The Indian Express     24th June 2021     Save    
QEP Pocket Notes

Context: So far, RBI has not responded to high inflation. Recent trends will persuade it to do so.

Recent trends in inflation: Until April this year, only Wholesale Inflation (WPI) was on the rise, led by fuel and commodity prices. But now, even retail inflation (CPI) picked up, printing at 6.3%.

  • CPI inflation crossed the RBI’s upper limit of 6% after five months.

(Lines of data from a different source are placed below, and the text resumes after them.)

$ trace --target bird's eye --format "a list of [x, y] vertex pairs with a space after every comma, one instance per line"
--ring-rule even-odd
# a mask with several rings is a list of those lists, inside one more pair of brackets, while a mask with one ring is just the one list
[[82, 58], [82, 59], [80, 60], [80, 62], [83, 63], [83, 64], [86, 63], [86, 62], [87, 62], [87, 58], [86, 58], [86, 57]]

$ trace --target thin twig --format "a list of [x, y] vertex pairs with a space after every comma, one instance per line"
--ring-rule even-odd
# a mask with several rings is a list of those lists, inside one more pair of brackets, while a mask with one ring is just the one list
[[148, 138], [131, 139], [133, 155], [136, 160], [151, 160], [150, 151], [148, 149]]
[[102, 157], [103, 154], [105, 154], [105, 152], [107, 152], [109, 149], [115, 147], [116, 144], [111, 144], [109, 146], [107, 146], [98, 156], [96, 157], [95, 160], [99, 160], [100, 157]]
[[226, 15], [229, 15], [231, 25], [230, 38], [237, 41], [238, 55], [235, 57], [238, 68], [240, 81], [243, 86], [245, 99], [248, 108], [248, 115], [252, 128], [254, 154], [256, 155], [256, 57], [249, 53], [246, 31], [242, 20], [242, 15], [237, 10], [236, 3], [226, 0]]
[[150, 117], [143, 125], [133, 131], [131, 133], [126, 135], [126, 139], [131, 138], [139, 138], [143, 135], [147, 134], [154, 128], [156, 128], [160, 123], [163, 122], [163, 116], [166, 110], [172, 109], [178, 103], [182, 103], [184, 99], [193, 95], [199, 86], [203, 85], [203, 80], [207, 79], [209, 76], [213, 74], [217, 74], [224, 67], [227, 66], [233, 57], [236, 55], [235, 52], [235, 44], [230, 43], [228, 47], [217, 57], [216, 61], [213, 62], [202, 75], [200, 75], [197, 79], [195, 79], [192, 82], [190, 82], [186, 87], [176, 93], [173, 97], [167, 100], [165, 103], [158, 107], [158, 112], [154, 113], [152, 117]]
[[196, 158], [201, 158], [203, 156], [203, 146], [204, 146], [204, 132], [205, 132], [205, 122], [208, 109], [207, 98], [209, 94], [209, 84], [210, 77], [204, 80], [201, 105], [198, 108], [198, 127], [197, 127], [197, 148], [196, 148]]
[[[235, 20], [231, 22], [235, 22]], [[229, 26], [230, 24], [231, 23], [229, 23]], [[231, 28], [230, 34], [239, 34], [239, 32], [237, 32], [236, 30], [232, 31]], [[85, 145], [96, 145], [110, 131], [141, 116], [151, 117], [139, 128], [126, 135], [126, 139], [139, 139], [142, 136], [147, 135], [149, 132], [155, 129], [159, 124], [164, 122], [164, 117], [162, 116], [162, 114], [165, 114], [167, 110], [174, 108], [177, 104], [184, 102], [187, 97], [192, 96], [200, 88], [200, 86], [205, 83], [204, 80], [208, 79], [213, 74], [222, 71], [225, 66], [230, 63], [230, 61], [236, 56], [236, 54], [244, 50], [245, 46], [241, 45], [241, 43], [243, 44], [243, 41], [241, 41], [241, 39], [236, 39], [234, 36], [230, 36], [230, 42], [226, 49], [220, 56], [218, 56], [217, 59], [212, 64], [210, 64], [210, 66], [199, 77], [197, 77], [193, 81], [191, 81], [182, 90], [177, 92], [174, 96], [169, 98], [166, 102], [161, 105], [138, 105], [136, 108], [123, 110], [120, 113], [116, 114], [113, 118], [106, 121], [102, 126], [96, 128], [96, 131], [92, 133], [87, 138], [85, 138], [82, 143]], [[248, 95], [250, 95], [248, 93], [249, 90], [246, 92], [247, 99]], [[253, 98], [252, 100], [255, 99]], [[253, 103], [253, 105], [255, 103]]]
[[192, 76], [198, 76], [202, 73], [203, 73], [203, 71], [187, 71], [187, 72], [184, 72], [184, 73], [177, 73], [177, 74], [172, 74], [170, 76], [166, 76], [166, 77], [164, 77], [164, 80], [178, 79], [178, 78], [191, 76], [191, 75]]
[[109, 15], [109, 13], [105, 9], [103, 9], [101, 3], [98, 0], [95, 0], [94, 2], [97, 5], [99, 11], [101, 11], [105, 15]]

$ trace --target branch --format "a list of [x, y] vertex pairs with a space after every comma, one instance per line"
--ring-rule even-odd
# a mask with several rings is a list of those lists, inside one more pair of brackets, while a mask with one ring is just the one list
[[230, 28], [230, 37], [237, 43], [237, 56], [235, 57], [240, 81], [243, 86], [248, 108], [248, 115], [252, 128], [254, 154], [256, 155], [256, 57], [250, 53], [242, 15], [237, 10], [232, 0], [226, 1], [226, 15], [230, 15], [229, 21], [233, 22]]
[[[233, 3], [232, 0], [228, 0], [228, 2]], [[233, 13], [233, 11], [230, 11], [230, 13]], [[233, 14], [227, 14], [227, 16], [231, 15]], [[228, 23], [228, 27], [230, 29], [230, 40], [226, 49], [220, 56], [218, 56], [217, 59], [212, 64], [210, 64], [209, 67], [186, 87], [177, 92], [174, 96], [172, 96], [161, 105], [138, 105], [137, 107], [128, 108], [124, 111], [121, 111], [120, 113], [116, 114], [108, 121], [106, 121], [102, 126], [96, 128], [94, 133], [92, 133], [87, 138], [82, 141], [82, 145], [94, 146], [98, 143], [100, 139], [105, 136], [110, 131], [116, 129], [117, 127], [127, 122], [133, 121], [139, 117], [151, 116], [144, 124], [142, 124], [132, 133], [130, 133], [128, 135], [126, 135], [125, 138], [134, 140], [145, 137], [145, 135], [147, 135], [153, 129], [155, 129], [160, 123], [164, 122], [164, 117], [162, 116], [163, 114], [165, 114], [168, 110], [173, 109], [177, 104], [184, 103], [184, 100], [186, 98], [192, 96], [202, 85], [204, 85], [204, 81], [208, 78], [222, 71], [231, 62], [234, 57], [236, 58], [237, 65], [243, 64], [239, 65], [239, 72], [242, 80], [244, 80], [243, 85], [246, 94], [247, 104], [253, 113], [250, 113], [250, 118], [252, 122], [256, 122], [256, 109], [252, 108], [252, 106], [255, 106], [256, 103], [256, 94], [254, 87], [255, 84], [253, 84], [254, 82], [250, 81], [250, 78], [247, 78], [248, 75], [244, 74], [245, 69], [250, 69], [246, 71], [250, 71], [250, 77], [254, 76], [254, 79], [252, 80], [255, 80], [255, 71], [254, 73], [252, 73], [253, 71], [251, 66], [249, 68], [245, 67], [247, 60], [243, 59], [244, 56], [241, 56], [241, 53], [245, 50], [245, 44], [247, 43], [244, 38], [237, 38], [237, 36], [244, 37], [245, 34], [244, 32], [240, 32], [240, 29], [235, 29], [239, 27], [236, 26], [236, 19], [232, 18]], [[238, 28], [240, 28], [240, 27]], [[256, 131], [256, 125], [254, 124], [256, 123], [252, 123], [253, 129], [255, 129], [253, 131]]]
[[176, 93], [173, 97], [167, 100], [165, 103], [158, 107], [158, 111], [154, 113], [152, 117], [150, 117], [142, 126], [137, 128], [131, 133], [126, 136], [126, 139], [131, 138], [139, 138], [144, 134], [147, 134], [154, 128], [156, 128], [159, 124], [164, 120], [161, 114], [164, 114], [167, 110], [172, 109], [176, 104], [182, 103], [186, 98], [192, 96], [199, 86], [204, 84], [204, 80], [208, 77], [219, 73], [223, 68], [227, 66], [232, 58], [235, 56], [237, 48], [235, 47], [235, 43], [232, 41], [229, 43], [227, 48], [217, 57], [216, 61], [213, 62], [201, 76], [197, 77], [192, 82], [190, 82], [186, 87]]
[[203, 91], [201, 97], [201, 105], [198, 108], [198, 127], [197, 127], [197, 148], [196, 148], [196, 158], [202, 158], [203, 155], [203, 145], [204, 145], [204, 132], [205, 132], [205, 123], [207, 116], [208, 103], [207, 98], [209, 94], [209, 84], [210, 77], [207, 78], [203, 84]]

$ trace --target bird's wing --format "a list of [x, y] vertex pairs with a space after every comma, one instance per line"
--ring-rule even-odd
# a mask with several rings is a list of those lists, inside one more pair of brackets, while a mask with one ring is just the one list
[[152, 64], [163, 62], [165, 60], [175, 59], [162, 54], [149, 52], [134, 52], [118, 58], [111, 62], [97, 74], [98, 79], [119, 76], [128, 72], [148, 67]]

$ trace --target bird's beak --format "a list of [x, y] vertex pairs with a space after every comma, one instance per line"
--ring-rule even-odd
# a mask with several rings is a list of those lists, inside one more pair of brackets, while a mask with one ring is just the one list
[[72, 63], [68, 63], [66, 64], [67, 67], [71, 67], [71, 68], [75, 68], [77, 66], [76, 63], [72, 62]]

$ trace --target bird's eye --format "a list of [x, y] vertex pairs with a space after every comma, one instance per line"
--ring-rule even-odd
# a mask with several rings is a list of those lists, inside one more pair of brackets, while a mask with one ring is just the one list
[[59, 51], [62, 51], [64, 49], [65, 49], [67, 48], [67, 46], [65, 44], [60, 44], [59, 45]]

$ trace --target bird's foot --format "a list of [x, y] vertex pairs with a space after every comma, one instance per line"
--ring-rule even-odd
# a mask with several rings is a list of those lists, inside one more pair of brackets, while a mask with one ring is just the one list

Implication of rising inflation:

  • Hurts lenders: It is pertinent to note that with the repo rate at 4 per cent, the real rate (adjusted for inflation) has been negative for over a year.
    • Rising inflation reduces returns on fixed income instruments, including bank deposits, which ac- count for over 50% of households’ financial savings.
    • This has already induced a shift to riskier asset classes such as equities, which has ramifications for overall financial stability.
  • Benefits borrowers: The government, one of the biggest borrowers, stands to benefit as high inflation will lower the national debt load in relation to the size of the economy.
    • The Union budget 2021-22 assumed a 14.4% growth in nominal GDP. However, actual growth is set to exceed this and could well be over 16% as per our estimates.
    • Viewed from a debt dynamics perspective, as the gap between growth and interest rates rises, the debt/GDP ratio falls.
  • Reduces purchasing powers and hit private consumption: With incomes under stress, the impact on consumption can get magnified.
    • What is important to note in the present context is that inflation is likely to hit private consumption in rural areas more than in urban areas.
    • Lower food inflation (5%), coupled with higher non-food inflation (7.1%) in May, means reduced purchasing power for farmers.
    • Moreover, this year MGNREGA support is budgeted at a lower level, further reducing rural consumption.
  • Raised input costs: Inflation trends, specifically input prices (reflected better by WPI), matter for corporate performance as well.
    • While producers seem to be bearing a part of the burden of rising input costs, for now, these could get passed on in greater measure to consumers once demand recovers.

Conclusion: Given the need for monetary policy to stay accommodative, it might be time to consider other supply-side interventions such as cuts in excise rates on petroleum products to soften the inflation blow.